Charbel-Raphaël comments on Interpretability Will Not Reliably Find Deceptive AI

Charbel-Raphaël 8 May 2025 8:47 UTC
LW: 4 AF: 2
0
AF
Thanks a lot for writing this, this is an important consideration, and it would be sweet if Anthropic updated accordingly.
Some remarks:
- I’m still not convinced that Deceptive AI following scheming is the main risk compared to other risks (gradual disempowerment, concentration of power & value Lock in, a nice list of other risks from John).
- “Should we give up on interpretability? No!”—I think this is at least a case for reducing the focus a bit, and more diversification of approaches
- On the theories of impacts suggested:
  - “A Layer of Swiss Cheese”—why not! This can make sense in DeepMind’s plan, that was really good by the way.

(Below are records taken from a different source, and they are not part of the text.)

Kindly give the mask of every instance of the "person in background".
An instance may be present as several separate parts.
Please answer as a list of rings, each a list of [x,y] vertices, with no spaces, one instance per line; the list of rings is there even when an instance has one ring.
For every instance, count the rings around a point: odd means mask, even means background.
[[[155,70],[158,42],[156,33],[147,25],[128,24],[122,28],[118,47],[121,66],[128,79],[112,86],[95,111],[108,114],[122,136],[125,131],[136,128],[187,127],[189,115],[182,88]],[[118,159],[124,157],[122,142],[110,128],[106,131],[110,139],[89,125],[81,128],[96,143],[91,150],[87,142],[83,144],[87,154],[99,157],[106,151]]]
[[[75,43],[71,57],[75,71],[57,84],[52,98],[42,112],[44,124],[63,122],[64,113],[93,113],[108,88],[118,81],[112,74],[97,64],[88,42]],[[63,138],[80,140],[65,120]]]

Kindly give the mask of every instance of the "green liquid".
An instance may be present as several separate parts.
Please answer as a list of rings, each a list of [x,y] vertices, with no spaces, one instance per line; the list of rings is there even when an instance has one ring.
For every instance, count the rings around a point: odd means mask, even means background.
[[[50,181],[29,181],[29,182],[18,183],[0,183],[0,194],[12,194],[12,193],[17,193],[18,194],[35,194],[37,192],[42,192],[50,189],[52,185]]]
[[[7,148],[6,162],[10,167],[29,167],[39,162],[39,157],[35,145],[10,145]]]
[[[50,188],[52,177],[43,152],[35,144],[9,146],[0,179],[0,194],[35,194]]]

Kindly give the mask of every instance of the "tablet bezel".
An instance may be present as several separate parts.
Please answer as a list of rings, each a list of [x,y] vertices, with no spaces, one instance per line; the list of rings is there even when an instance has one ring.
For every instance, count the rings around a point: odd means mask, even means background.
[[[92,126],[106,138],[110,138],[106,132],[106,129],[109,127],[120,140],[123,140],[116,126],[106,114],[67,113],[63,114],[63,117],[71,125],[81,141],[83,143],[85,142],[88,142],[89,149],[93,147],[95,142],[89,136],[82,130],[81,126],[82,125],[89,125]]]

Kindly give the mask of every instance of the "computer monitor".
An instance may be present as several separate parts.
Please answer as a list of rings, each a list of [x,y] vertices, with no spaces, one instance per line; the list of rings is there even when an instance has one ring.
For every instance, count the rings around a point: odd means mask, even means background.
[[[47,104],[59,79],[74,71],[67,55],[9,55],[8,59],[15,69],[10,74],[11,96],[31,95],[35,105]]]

  - “Enhancing Black-Box Evaluations”—I think a better theory is interp to complement AI Control techniques. Example: Poser: Unmasking Alignment Faking LLMs by Manipulating Their Internals).
    Maybe Simple probes can catch sleeper agents \ Anthropic could also be interesting, in the sense that the probe seems to generalize surprisingly well (I would really like to know if this generalizes to a model that was not trained to be harmful in the first place).
  - “Debugging mysterious behaviour”—Might be interesting, might help marginally to get better understanding, but this is not very central for me.